Studying for the CCNP Route 300-101 Route exam, there is no discussion of Border Gateway Protocol(BGP) Route Reflectors. It doesn’t even make the exam blueprint. BGP Route Reflectors are one of the most important elements for multi-home, multi-location BGP. This blog post is not going to be a lesson in BGP, as there are plenty of resources do a great job explaining the topic. Within an Autonomous system(AS) if there are multiple BGP routers, an iBGP full mesh is required. Its a fancy way of saying all the BGP routers need to be connected within an AS. Let’s take an example of a large company which has Internet peering in New York, Atlanta and San Francisco. If the large company is the same AS number, that means it has at least 3 BGP routers, and for business reasons, the routers are dual and dual homed. That makes 6 BGP routers. Remember the formula for a full mesh is: N(N-1)/2. Based on the formula, it would require 15 iBGP peering connections. iBGP makes a logical connection over TCP, but it still needs 15 configurations. This is a small example, but it doesn’t scale if we increased to 10 routers, that means 45 iBGP connections and configurations.

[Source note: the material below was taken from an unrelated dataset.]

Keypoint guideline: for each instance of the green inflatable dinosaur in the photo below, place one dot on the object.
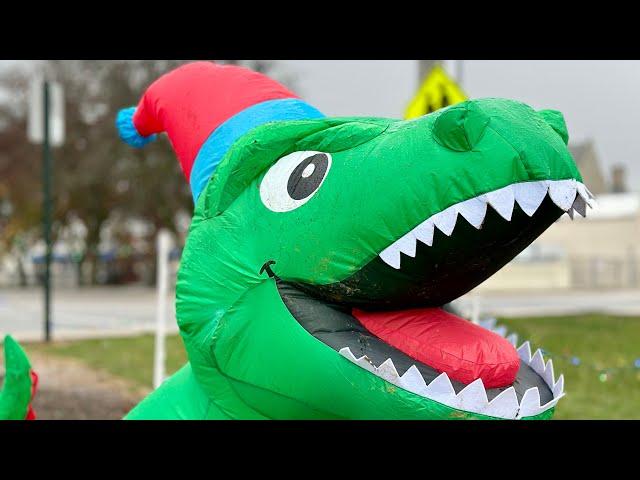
(322, 250)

What does a route reflector do?
A Route Reflector readvertise routes learn from internal peers to other internal peers. Only the route reflector needs a full mesh with its internal routers. The elegance of this solution is that it is a way of making iBGP hierarchical.
The previous example of 6 routers, there are many ways to organize the network with Router Reflectors. One Cluster with two route reflectors, two clusters with two route reflectors, etc.
The astonishing part is something so fundamental to leveraging BGP is not cover on the CCNP Routing Exam according to the exam blueprint.